A list of the family’s species Lacertidae
Native to Afro-Eurasia, the Lacertidae family of lizards includes wall lizards, genuine lizards, and occasionally merely lacertas. With at least 300 species in 39 genera, it is a diverse family. They stand in for the majority of the reptile species found in Europe. The genus Lacerta, which contains certain species of lizards (thus, “true” lizards), is included in this category.
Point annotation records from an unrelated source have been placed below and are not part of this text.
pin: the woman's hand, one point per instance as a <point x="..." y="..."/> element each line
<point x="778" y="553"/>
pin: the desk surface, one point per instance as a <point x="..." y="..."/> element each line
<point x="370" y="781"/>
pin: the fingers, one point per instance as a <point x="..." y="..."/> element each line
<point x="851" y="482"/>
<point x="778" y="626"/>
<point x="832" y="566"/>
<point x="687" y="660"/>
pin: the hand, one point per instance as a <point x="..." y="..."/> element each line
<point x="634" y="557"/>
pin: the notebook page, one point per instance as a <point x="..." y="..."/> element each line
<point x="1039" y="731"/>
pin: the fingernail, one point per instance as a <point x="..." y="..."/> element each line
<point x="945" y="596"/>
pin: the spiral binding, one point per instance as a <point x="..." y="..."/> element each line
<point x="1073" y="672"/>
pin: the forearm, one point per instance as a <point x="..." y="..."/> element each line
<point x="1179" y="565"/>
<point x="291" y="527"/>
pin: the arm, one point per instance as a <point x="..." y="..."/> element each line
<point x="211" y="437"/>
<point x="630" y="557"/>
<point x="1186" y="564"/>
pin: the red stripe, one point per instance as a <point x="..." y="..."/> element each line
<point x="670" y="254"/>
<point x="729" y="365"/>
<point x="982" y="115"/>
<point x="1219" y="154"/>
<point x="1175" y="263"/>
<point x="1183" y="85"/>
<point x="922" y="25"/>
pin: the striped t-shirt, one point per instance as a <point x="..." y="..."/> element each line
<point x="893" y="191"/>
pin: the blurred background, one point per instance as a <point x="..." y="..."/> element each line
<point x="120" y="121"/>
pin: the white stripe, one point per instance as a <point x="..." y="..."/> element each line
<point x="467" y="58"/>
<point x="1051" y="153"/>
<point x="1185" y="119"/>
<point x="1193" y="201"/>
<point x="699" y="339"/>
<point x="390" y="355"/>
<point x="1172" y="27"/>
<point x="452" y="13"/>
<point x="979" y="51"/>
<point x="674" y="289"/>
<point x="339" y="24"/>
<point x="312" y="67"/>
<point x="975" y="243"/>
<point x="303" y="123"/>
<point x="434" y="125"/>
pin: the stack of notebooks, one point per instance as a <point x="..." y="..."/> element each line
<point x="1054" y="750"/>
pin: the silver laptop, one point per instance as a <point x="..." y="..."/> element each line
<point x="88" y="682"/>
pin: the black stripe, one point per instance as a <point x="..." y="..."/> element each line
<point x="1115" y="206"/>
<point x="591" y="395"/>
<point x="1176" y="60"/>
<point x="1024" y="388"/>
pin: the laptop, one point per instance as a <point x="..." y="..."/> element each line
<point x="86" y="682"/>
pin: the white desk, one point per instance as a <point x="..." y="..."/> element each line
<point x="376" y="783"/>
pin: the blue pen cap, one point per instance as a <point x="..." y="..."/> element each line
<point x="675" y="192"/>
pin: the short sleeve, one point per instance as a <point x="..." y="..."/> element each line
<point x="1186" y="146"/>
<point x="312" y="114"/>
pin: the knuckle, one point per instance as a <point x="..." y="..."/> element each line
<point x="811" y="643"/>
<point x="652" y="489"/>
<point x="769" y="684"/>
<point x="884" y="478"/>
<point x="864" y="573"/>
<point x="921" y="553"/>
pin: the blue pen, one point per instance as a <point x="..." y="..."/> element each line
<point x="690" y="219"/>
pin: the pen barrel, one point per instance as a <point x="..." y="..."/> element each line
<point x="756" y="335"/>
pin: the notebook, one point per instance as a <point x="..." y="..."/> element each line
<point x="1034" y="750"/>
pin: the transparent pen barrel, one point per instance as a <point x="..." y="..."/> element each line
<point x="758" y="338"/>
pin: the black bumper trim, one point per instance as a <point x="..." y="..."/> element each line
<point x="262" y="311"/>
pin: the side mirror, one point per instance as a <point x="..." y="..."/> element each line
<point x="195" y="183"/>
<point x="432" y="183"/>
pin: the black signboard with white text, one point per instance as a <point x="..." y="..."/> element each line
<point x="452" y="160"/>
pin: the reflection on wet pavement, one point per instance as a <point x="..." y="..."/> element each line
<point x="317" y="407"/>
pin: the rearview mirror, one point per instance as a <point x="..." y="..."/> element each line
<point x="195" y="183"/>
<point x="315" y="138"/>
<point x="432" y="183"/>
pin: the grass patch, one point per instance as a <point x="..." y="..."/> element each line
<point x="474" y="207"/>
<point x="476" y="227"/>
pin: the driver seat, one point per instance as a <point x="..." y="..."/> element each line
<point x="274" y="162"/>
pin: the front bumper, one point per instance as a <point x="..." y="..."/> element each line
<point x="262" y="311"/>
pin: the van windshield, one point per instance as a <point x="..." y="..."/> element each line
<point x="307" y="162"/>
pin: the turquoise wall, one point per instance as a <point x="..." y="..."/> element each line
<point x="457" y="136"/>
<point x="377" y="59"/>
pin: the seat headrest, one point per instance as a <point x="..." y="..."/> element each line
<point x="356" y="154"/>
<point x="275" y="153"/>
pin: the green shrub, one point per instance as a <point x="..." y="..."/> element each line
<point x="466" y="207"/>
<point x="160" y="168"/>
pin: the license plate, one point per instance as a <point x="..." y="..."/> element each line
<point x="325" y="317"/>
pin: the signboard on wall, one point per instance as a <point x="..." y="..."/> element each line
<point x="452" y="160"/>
Lacertid species are mostly found in woodland and scrub settings throughout Europe and the Mediterranean. They are replaced by Eremias and Ophisops species throughout Asia’s grasslands and deserts. Species from Africa often inhabit rocky, arid terrain. Two of the rare arboreal lacertid species, Holaspis gantheri and Holaspis laevis, are gliders (albeit reportedly subpar ones), making up the Holaspis genus employing the flattened bodies and large tails as aerofoils.